A quarantine facility for positive cases in Rotorua would mean the presence of infected people, and potentially even those being bussed down from Auckland if capacity in the city is strained.
“The addition of a quarantine facility in Rotorua keeps and brings those infectious to our community,” Waititi said. “This only increases the potential for a MIQ breach leading to a community outbreak. It adds more pressure on the local health system and ultimately means more lockdowns. This would be disastrous for Rotorua, and especially Māori, who make up 45 percent of the Rotorua population.”
He cautioned that a predisposition to poorer health outcomes and lower Māori vaccination rates as provided by Lakes DHB put the area in a particularly exposed position.
“Lakes DHB has the poorest delivery in equitable vaccination rates for Māori in Aotearoa,” he said. “For every five non-Māori vaccinated among the 20-34 group, only two Māori are being vaccinated. This rate is atrocious but only further justifies why additional MIQ facilities cannot be welcomed in Rotorua.”
The Lakes DHB in turn made it clear that another MIQ facility in Rotorua would put pressure on the capacity to deliver healthcare, negatively impacting hospital facilities and staff, at a cost to Rotorua denizens who could miss out on healthcare services.
Waititi also had concerns about the economic impact of more MIQ in Rotorua, suggesting another MIQ hotel would lengthen the time it would take to rebuild the tourism sector. With fewer hotels ready to go, there could be fewer tourists to grease the wheels of the town’s economy.
The extended lockdown freezing Auckland in place is already having a dire effect on Rotorua given Aucklanders make up around 30 percent of spending across the town’s accommodation, food and beverage, retail and transport sectors.
“As well as the effect additional MIQ will have on the economic recovery of tourism, Te Arawa iwi have also been left out of the conversation,” Waititi said. “Ngāti Whakaue and Tūhourangi-Ngāti Wāhiao have both written strong letters in opposition of additional MIQ facilities, and I back them completely.”
In addition, Mayor Steve Chadwick has advocated against any further MIQ in Rotorua, saying the council was informed rather than asked by the Government.
Waititi said the petition was not about throwing a wrench in the gears of the MIQ system as a whole.
“This is not about stopping MIQ and we understand the urgency at which whānau overseas want and need to return to Aotearoa,” he said. “But the Government need to look at investing in the infrastructure to support this effort. If it means building purpose-built facilities or upgrades to Queenstown’s hospital – so be it.”
With this week’s first MIQ lobby opening to around more than 30,000 users (although people with duplicated accounts means the real number of people is likely lower), the demand is certainly there.
Minister for Covid-19 Response Chris Hipkins said he personally had a conversation with Rotorua iwi last week and was willing to take their concerns into consideration.

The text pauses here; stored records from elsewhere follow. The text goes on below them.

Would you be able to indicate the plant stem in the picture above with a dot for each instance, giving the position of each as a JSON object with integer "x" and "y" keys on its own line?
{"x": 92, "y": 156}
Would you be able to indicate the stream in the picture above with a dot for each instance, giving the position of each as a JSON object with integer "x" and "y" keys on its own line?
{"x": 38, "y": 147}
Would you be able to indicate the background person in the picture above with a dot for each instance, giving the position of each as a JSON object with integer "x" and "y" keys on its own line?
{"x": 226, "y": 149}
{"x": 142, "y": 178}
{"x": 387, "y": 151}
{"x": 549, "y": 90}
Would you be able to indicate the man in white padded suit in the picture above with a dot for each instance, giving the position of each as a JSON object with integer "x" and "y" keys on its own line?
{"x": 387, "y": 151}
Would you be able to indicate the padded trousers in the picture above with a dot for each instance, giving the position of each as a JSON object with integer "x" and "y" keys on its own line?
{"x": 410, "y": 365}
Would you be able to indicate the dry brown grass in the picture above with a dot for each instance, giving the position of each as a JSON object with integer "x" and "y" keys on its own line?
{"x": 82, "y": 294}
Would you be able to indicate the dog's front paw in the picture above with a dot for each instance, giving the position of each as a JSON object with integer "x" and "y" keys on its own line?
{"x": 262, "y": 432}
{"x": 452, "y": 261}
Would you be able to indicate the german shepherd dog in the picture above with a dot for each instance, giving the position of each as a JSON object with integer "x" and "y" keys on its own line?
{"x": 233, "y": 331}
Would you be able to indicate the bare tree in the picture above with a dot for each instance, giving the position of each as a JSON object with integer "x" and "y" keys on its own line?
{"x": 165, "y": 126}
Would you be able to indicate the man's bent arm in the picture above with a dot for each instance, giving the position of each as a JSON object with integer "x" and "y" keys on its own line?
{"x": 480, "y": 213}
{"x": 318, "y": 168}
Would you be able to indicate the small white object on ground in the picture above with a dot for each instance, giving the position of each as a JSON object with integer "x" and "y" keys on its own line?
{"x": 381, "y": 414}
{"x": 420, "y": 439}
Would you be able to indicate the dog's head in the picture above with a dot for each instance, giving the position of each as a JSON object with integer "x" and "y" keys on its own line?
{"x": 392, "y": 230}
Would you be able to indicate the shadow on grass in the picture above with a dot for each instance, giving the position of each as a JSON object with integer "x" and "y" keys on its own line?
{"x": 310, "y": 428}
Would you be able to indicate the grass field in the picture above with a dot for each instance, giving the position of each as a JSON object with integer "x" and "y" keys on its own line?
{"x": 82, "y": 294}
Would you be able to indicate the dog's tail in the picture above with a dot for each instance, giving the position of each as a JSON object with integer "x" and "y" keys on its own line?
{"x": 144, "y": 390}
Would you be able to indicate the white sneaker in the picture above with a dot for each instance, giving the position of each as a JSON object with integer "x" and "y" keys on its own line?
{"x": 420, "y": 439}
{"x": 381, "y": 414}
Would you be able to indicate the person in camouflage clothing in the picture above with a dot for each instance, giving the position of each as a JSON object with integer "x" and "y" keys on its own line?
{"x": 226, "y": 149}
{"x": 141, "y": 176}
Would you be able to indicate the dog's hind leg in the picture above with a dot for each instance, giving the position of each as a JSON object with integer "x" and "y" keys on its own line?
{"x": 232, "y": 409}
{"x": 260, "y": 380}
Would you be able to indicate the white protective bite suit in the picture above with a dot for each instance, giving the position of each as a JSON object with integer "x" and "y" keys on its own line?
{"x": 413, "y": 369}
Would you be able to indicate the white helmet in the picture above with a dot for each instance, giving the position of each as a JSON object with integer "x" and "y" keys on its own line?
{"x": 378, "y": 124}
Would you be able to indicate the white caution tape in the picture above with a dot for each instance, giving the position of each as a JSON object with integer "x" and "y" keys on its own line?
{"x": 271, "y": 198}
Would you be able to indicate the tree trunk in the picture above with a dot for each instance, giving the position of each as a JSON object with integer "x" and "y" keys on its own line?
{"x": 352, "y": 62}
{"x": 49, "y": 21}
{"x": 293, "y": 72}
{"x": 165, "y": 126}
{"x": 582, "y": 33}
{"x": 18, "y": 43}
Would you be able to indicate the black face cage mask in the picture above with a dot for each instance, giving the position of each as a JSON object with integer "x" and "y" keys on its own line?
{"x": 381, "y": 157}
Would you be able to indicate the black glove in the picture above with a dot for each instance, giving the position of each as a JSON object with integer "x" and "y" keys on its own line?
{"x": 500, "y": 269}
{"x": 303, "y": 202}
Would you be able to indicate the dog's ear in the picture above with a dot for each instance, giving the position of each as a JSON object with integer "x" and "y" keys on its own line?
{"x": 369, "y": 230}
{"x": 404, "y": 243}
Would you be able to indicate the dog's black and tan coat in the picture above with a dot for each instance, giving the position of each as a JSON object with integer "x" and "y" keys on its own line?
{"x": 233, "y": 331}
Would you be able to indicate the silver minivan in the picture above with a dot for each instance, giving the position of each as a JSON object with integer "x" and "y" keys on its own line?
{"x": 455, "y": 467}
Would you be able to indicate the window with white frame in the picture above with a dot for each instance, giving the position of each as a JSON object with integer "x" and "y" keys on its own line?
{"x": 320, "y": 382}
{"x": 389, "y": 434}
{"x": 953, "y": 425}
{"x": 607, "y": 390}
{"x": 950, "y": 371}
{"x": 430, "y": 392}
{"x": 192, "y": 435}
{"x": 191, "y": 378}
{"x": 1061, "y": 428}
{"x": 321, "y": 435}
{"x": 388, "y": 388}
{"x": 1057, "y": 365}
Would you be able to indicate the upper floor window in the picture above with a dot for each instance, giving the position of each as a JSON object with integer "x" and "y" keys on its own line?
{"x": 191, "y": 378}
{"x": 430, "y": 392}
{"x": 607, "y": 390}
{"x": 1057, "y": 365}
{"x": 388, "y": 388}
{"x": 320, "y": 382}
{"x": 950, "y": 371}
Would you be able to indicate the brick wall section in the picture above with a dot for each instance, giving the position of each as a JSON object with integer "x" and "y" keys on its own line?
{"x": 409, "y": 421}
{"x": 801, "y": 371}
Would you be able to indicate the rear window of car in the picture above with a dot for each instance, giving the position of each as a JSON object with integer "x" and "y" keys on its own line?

“Ultimately, you do need a workforce to support it,” he told press on Wednesday.
However, he has gone on record saying Rotorua is potentially better suited than Queenstown for MIQ.
“There are a lot of complex issues that need to be considered for operating MIQ facilities,” he said last month. Some of these issues include workforce supply, suitability and number of hotels and their proximity to hospitals and transport hubs – which is why MBIE were looking into Rotorua as opposed to Queenstown.
“Rotorua is also within easy driving distance of Auckland International Airport, where the vast majority of returnees arrive into New Zealand,” said a MIQ spokesperson.
Now more recent arrivals will be loaded onto a second plane for the trip down to Christchurch.
The Quality Hotel Elms is in the process of being signed off, and will join six other MIQ facilities already located in the city.